Nearly two years have passed since I made the decision to cut out the booze. It seems such a long time ago now and something I reflect on fairly regularly.
Initially this was a response to a running injury. I’d had a long boozy Saturday, that still was affecting me the following Thursday. It was close to Berlin (early August) and the marathon tempo session I was due to do had to be cut short. A searng muscle pain in my left calf muscle reared its head around 5k in. Now whether it was he heat that day, or the tightness in muscles caused by drinking earlier in the week I’ll never know. What I did consider was what held greater importance for me – running or alcohol. This choice was easy for me to make and running won. As a result I massively slowed down my drinking, to stopping at the end of August that year (2019).
This was also pretty easy as I was a month or so out from running Berlin and it felt right to leave the booze behind in that run up to the marathon. As time passed towards and after the marathon I begun to consider what I gained from drinking alcohol, why, what life would be like without it and what that meant. Something that really struck me was the clarity around wanting to experience my life, in its entirety (good / bad / indifferent) for as long as I had left. Booze had always left me with fragmented memories – notably for most of the previous 30 years. All times I had enjoyed, yet so much of them lost to blank spaces in my mind.
The resonance of wanting to be present was incredibly strong and I knew that for me, booze wouldn’t allow me that level of clarity. I felt very strongly that this wasn’t something I wanted – when my life is finite. Exactly where this imperative came from I am unsure, but feel that meditation had played a large part in the desire to be present in my life. Alongside this I begun to unpick my reasons for drinking alcohol in the way I had. My relationship with booze has always been very conflicted and I’m just not the kind of person that works well with too much (and this is a small amount) booze. I came to the realisation that a large percentage of my drinking was to shield myself from my discomfort at social situations with several people. By drinking a lot and quickly I wouldn’t have to engage with how I really felt and this allowed me to switch off and act in a way that let me function (albeit in a random fashion, that could be funny, annoying or just simply awful). On top of this I definitely recognised a change within myself that stemmed from meditation.

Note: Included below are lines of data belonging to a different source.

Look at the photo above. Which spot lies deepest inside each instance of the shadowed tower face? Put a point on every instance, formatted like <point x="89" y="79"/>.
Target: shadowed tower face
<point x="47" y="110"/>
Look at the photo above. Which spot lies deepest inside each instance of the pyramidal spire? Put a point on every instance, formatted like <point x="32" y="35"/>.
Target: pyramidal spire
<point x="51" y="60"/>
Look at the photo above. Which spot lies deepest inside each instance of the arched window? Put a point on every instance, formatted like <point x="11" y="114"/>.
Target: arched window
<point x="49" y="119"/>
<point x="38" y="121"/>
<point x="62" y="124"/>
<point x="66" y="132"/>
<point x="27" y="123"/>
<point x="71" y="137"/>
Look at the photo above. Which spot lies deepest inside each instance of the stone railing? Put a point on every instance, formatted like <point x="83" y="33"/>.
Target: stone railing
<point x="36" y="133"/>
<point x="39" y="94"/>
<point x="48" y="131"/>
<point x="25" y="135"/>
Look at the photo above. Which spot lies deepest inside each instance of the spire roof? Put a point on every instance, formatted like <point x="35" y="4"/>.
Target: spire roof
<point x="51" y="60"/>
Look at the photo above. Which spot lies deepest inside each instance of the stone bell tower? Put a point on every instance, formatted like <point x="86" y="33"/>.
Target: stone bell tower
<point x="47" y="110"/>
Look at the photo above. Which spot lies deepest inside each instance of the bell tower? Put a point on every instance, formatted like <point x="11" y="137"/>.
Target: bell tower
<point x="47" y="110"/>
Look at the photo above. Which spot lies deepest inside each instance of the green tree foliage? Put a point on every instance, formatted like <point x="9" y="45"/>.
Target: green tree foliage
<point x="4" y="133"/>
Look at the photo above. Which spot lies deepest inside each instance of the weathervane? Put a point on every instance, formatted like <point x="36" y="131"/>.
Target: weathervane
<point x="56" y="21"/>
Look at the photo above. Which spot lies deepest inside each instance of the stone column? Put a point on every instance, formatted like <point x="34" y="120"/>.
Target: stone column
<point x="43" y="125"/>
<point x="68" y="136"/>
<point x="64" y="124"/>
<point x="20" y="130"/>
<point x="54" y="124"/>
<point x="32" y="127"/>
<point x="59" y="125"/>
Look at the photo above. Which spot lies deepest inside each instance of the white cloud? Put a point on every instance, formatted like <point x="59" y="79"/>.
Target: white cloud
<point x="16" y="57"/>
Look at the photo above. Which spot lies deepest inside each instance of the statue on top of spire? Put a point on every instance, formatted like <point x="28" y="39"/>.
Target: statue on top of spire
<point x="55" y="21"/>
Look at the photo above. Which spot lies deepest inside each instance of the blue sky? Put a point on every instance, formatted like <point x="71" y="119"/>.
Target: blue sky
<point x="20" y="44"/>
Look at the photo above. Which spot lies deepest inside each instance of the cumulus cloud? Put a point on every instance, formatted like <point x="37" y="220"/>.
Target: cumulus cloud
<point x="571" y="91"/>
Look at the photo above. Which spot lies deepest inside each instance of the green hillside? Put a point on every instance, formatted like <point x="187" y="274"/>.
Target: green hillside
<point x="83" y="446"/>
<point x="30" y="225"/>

I’ve felt that previous to long term meditation I had some kind of tear within my fabric / soul / being that led to frustration or anger and this manifested itself through causing or seeking chaos. Drinking or taking drugs is a very, very effective and quick way to feed this torn energy and something that I would do. I’ve considered where this comes from and suspect there is some kind of generational trauma involved, possibly on my dad’s side. Interestingly having spoken to my brother he has spoken of a chaos he recognises within himself. When he spoke of this it struck a chord with thoughts I’d had myself over the last year. With the regular engagement in meditation it really felt that the tear / anger / chaos had been assuaged and calmed. Whether it would come back or not (which I suspect it would) isn’t something I worry about. I do very clearly feel that one of the motivations for drinking alcohol has been removed – which for me has made cutting the booze out easy and not a bind at all.
Cutting out the booze – the benefits for me have been numerous. I am a better person without alcohol, we really aren’t made for one another. I don’t regret the length of time it took me to reach this point, there are things that I have said or done I’d take back (those that I remember), however I without all those moments my life wouldn’t be as rich as it currently is and I wouldn’t have formed the relationships that I have.
I’ve absolutely loved the glass of whiskey I drunk on my birthday and the one I had on Christmas day. This is enough, and this annual pleasure something I look forward to, relish, enjoy and then put to one side.
I may lose my way as I get older, I may tear open my fabric again and soothe myself with drink. I hope this isn’t the case as I know this makes me feel less alive and less connected to the world.